Теперь слышишь, все Лермонтова жалеют, все его любят… Хотел бы я, чтоб он вошел сюда хоть сейчас: всех бы оскорбил, кого-нибудь осмеял бы… Мы давали прощальный обед нашему любимому начальнику (Хомутову). Все пришли как следует, в форме, при сабле. Лермонтов был дежурный и явился, когда все уже сидели за столом; нимало не стесняясь, снимает саблю и становит ее в угол. Все переглянулись. Дело дошло до вина. Лермонтов снимает сюртук и садится за стол в рубашке.
– Поручик Лермонтов, – заметил старший (Соломирский), – извольте надеть ваш сюртук.
– А если я не надену?..
Слово за слово. „Вы понимаете, что после этого мы с вами служить не можем в одном полку?!“
– А куда же вы выходите, позвольте вас спросить? – Тут Лермонтова заставили одеться.
Ведь этакий был человек: мы с ним были в хороших отношениях, у меня он часто ночевал (между прочим, оттого, что свою квартиру никогда не топил), а раз таки на дежурстве дал мне саблею шрам».
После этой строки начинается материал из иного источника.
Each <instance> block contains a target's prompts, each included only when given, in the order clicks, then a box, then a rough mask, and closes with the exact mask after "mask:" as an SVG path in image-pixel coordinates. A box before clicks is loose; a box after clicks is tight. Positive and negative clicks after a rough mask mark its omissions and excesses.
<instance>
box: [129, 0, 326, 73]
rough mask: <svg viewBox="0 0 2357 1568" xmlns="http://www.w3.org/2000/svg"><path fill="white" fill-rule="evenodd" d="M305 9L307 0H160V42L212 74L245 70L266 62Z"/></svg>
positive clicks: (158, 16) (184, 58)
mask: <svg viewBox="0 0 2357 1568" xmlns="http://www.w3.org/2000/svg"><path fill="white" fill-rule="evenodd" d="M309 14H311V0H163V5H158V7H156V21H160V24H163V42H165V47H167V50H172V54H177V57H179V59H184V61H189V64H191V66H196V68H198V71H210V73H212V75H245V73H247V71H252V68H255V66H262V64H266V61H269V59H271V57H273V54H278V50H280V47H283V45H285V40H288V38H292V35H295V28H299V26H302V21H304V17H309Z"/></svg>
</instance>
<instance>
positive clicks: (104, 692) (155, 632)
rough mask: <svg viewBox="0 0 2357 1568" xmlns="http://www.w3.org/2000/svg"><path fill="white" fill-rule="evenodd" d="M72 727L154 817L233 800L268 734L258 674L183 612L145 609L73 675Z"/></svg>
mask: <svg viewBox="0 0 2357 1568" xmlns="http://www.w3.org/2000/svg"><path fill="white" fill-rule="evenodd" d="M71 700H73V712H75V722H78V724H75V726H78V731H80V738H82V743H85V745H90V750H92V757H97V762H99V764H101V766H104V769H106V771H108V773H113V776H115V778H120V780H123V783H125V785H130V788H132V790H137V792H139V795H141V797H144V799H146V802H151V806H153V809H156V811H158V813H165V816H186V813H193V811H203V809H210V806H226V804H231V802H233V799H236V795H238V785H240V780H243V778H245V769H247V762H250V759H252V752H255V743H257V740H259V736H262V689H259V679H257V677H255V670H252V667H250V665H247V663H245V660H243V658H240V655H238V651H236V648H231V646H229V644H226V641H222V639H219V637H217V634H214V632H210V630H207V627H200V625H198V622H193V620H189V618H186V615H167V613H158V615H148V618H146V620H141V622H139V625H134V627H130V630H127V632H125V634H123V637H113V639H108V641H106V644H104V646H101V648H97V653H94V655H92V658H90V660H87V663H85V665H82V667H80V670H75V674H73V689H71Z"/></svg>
Очернял имена благонравных женщин, не менял рубашку, пока ее не изорвут друзья, смеялся над христианскими чувствами, вел себя оскорбительно с сослуживцами, печку в доме не топил, чтобы денег не тратить… Сколько добрых и проникновенных слов в память почившему другу! Вопросы есть?
Аким Шан-Гирей жаловался, что Лермонтов в школе практически ничего не писал, и – следовательно – два года потеряны. Это не так. Лермонтов писал. Правда, не много, не как в московский период, когда поставил своей целью стать литератором, и – очевидно – профессиональным. Тогда он либо читал, либо писал. Стихотворная речь лилась потоками. Количество, конечно, понемногу превращалось в качество, но два года в школе для качества сделали гораздо больше, чем годы московской свободы. В юнкерской среде те возвышенные или романтические мысли, которые приветствовались московскими друзьями, просто не были бы поняты. Для его сотоварищей это был только словесный мусор. Зато ценилось умение подмечать смешные стороны жизни, лермонтовские эпиграммы и экспромты тут же цитировались теми, кто их слышал, – и запоминались. Но настоящую славу среди юнкеров получили его скандальные поэмы.